When patients check into a hospital, they expect doctors there to fix what ails them, but one in 20 patients seeking care at hospitals contract a health care–based infection. Those infections escalate care costs to the tune of billions of dollars. And many of them–one in five–are part of the scary alphabet soup of superbugs that are resistant to antibiotics. The problem is not a new one, top health officials say, but as more patients receive minor surgeries and care at clinics and doctor’s offices instead of pricier hospital settings, that shift could fuel the growth of infections outside of hospitals.

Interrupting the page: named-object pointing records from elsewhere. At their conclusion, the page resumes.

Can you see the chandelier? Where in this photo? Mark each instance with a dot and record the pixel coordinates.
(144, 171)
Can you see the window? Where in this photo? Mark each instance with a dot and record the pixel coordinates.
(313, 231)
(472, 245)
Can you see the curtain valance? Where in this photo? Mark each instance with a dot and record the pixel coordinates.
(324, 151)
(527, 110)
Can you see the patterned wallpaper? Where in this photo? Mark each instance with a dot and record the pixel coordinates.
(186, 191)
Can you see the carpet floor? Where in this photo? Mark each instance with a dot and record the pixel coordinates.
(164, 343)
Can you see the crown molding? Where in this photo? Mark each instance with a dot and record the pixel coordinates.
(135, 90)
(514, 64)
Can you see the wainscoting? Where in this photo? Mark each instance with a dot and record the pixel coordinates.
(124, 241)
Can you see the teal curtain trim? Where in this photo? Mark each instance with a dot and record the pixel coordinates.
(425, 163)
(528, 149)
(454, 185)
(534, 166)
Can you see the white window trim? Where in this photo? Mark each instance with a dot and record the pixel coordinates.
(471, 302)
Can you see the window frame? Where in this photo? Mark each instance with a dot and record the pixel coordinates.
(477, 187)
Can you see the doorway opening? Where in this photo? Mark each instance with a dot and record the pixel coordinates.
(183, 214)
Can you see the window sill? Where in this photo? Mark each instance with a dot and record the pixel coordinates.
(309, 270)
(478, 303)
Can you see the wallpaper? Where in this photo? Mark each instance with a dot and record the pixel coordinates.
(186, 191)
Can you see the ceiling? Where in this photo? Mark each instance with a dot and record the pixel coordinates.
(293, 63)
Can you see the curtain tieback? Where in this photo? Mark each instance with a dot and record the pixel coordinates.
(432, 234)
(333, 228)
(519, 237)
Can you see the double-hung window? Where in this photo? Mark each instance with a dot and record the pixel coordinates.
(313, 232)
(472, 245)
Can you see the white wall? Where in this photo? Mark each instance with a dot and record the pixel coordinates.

Hospitals are already making some headway against pernicious infections that thrive on medical surfaces, including tubes and instruments. Preventable infections that crop up as patients receive surgery have dropped by one fifth in the past four years, the Centers for Disease Control and Prevention told a Senate panel today. Over that time, “central line–associated bloodstream infections were reduced by 44 percent and surgical site infections by 20 percent,” testified Beth Bell, director of the National Center for Emerging and Zoonotic Infectious Diseases, previewing new CDC findings comparing hospital infections, slated for release next year. Other recent data suggest that there were 30,000 fewer methicillin-resistant Staphylococcus aureus (MRSA) infections in 2011 than there were in 2005, as well as 9,000 fewer deaths. (Although rates of MRSA infection among children remain largely unchanged and disproportionately affect young infants and black children.) Similar data tracking health care–associated infections in settings outside hospitals is harder to come by, but that must start to change, Bell noted.

More complicated surgeries are now taking place in ambulatory centers, where medical personnel do not have the same level of information, Bell added, and there is a need to strengthen the principles of infection control and communication to help ward off preventable infections outside of hospitals.

The reduced infections in hospital settings can be attributed to better technical assistance and training and to programs that refuse to pay the tab for preventable health care–associated infections, federal officials testified. Medicare, state Medicaid programs and many private-sector health plans and purchases are moving toward payment systems that reward better outcomes instead of volume of services. For example, Medicare pays hospitals standard rates for original admissions but will not pay them for the additional costs associated with the care and treatment of health care–associated infections, explained Patrick Conway, chief medical officer of the Center for Medicare & Medicaid Services (CMS).

Those incentive policies, however, refer only to hospitals receiving certain kinds of payment from CMS. Long-term-care hospitals, cancer centers, children’s inpatient facilities, rural health clinics and Veterans Administration hospitals, among others, continue to be exempt from such programs (see below for the full list of exemptions). Closing the loop so that every hospital will be subject to programs that offer incentives for reducing such infections will be critical, said Senator Tom Harkin of Iowa, chairman of the Senate Health, Education, Labor and Pensions committee. “We need regulation in every state to address this,” he said.

Simple actions such as diligently following medical checklists that help to create more sanitary conditions and alert medical personnel to signs of infection could make a significant dent in the spread of infection, Bell said. “Hand washing is probably the most important thing anyone can do to reduce transmission.”

“This can be solved, but it is going to take some concerted effort,” Harkin said. “I think this is one of the most important hearings that this committee has had or will have this entire year.”

The CDC has laid out a goal of wiping out all health care–associated infections one day, but Senator Lamar Alexander of Tennessee pressed for answers about how practical that might be. “Whether we can get down to zero health care–associated infections I don’t know,” Bell admitted. “But we certainly have a long way to go. There is much, much improvement we can make as we drive toward that as a goal.”